Sebas se quedaba pensando ante aquella idea que se desplegaba ante sus ojos. La idea expresaba que cuando la mente contenía un conflicto serio que no podía soportar lo somatizaba y se lo pasaba al cuerpo. Entonces, el cuerpo expresaba con los fallos orgánicos oportunos ese conflicto insoportable.
Había escuchado que el cuerpo no enfermaba. La que enfermaba realmente era la mente. Y la mente hacía enfermar al cuerpo. Sebas iba viendo que la vida emocional era mucho más importante de lo que se imaginaba. La felicidad hacía funcionar al cuerpo con toda libertad.
Los disgustos, las reacciones fuertes en contra de adversidades, ponían presiones insoportables sobre la mente que, en ocasiones, se expresaban por el cuerpo. Ahora entendía mucho mejor la idea de que una enfermedad corporal era un aviso de que algo no funcionaba bien en la mente.
Se debía curar la enfermedad del cuerpo y la presión de la mente que la había provocado. Por ello, el problema de la culpa ejercía una función muy dañina en la mente y en el cuerpo. “¿Por qué iban a ser sus pecados pecados, a no ser que creyeses que esos mismos pecados no se te podrían perdonar a ti?”.

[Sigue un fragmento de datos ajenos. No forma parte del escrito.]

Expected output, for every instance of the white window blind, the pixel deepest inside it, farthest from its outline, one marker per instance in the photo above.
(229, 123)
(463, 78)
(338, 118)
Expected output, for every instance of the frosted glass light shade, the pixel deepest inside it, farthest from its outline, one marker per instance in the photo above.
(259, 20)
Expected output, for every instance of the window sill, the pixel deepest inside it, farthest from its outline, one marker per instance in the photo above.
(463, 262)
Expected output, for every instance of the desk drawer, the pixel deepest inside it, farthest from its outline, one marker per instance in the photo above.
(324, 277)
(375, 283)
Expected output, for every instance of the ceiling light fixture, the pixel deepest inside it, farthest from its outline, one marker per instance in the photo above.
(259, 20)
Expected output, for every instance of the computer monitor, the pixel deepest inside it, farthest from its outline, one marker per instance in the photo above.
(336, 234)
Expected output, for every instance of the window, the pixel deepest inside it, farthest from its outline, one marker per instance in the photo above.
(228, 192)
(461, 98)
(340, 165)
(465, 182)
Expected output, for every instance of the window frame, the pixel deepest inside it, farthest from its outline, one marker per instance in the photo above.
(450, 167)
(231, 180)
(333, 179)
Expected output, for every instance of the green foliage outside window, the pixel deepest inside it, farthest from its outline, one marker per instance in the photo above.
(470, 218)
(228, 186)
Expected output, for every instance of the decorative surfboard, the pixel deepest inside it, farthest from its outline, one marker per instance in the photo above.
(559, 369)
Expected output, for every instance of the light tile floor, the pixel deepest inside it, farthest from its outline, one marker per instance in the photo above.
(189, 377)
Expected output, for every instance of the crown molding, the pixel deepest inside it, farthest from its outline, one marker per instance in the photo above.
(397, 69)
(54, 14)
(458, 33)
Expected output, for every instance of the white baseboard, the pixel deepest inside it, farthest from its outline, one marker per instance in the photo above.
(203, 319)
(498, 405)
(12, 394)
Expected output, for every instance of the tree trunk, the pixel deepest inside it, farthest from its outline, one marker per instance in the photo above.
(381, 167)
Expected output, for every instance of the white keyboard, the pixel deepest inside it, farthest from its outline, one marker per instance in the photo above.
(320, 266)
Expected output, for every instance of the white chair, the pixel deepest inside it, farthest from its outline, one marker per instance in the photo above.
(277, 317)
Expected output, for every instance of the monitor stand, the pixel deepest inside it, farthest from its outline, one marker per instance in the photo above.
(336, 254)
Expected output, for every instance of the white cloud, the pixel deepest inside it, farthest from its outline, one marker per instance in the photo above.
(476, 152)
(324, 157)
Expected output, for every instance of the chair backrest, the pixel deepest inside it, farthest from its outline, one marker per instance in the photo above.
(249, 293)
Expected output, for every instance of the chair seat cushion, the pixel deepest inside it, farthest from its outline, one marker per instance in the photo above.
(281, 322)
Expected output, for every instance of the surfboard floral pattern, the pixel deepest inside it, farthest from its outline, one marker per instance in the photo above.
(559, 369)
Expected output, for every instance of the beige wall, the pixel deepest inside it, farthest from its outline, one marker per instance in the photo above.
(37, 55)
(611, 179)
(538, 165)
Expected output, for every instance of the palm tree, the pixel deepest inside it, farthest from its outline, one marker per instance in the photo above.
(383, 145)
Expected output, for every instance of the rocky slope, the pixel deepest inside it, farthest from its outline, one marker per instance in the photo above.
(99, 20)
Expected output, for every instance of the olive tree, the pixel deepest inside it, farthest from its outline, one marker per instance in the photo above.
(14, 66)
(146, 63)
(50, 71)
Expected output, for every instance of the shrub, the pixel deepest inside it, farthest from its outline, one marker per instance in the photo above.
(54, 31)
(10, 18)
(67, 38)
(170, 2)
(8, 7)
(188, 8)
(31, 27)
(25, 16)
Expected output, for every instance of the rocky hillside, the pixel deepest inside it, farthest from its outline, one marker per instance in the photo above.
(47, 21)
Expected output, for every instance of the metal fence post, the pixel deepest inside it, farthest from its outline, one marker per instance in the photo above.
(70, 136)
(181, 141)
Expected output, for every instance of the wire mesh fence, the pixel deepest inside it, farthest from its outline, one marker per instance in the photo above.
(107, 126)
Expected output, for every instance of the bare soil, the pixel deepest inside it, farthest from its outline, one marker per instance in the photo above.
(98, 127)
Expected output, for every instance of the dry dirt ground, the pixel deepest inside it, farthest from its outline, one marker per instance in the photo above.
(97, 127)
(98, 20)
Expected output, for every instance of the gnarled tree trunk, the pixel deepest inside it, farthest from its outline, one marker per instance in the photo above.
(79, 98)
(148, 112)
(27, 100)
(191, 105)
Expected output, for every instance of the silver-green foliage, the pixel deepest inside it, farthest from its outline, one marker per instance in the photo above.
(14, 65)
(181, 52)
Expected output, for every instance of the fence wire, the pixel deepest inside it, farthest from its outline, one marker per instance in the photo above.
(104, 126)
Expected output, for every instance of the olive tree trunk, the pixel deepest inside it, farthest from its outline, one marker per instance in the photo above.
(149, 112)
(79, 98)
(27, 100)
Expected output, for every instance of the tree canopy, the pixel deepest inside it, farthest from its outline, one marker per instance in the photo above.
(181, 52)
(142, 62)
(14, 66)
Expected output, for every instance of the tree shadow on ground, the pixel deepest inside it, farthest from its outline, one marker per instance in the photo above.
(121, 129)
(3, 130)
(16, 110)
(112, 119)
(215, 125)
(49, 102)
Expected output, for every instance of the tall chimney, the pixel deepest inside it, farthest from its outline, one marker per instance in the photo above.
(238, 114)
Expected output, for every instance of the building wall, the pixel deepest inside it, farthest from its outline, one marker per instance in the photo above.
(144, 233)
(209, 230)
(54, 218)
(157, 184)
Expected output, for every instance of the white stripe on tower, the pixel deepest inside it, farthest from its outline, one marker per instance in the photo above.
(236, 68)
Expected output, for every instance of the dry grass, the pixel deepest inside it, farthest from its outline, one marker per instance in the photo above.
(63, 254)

“Cómo iba a ser que sus pecados fuesen reales, a no ser que creyeses que constituyen tu realidad? ¿Y, por qué los atacas por todas partes, si no fuese porque te odias a ti mismo? ¿Eres acaso tú un pecado?”.
“Contestas afirmativamente cada vez que atacas, pues mediante el ataque afirmas que eres culpable y que tienes que infligirle a otro lo que tú mereces. ¿Y qué puedes merecer sino lo que eres? Si no creyeses que mereces ataque, jamás se te ocurriría atacar a nadie”.

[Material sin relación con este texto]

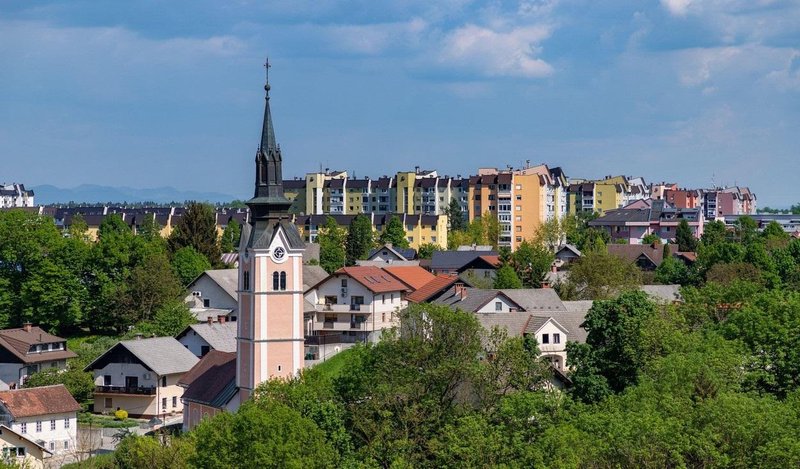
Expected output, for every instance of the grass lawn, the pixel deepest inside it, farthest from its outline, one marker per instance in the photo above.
(333, 366)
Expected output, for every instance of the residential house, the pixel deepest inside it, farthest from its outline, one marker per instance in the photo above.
(28, 349)
(202, 338)
(356, 303)
(209, 388)
(141, 376)
(20, 451)
(47, 415)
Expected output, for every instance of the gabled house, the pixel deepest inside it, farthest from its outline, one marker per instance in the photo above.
(20, 451)
(210, 388)
(356, 303)
(202, 338)
(28, 349)
(47, 415)
(141, 376)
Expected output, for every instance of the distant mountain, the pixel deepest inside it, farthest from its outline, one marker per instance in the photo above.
(90, 193)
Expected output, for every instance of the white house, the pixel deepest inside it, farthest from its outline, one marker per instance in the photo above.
(46, 415)
(28, 349)
(141, 377)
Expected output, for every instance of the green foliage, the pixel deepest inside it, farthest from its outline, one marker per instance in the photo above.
(331, 239)
(266, 434)
(197, 228)
(599, 275)
(394, 233)
(188, 263)
(359, 239)
(506, 278)
(230, 237)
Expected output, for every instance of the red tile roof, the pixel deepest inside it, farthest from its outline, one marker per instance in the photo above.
(373, 278)
(43, 400)
(414, 276)
(439, 283)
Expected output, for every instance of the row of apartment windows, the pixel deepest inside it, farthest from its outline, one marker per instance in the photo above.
(24, 425)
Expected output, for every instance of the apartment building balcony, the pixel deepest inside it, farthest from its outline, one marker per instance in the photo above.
(136, 390)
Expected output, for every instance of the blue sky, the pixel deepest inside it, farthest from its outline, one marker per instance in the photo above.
(154, 93)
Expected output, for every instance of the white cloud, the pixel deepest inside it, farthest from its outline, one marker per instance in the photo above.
(495, 53)
(677, 7)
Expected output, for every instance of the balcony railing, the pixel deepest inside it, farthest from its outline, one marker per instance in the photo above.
(147, 391)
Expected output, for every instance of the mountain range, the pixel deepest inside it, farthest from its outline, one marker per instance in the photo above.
(90, 193)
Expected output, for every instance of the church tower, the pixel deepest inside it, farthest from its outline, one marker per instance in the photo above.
(270, 329)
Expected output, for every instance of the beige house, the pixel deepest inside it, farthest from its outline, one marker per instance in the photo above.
(141, 377)
(20, 451)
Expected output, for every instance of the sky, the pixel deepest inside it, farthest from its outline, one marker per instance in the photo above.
(155, 93)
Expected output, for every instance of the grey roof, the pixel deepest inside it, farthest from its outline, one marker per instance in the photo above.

“¿Por qué habrías de hacerlo? ¿Qué sacarías con ello? ¿Y de qué manera podría beneficiarte el asesinato?”.
Sebas pensaba en una experiencia como profesor que tuvo con un alumno en clase. Era un muchacho de 14 años. Una excelente persona. Una tarde, al empezar la clase, empezó a dar golpes en el suelo. Todos los compañeros se sorprendieron.
No era fácil disponer de la atención de los alumnos con aquellos golpes. Sebas le invitó a que se calmara. Sin embargo, diez minutos después empezó a dar otra vez golpes en el suelo con sus pies. Sabiendo que algo le pasaba a aquel muchacho, le invitó a salir de clase y le dijo que fuera tan amable de esperarle al lado de la puerta al terminar la clase.
Sebas terminó la clase y se llevó al muchacho a su despacho. La conversación se desarrolló de inmediato. El intenso problema del muchacho se manifestaba a través del cuerpo. Una realidad inaceptable para él se la acababan de comunicar sus padres. Se iban a separar.
Una angustia demasiado fuerte para contenerla. El muchacho se sentía culpable. Creía que él era el motivo de la separación de sus padres. Unos abrazos, unos lloros en el despacho y una comprensión infinita pudieron devolverle al muchacho un poco del cariño que se le había escapado de su vida.
La angustia y la culpa hacían su función. Destrozaban la paz y la serenidad de un excelente muchacho. Aquellos golpes en el suelo con sus pies era una petición de cariño y de comprensión que necesitaba aquel muchacho. Por ello, una mano amiga, comprensiva, ayudadora y acogedora podía decirle que estábamos con él en esos momentos desgarradores de su vida.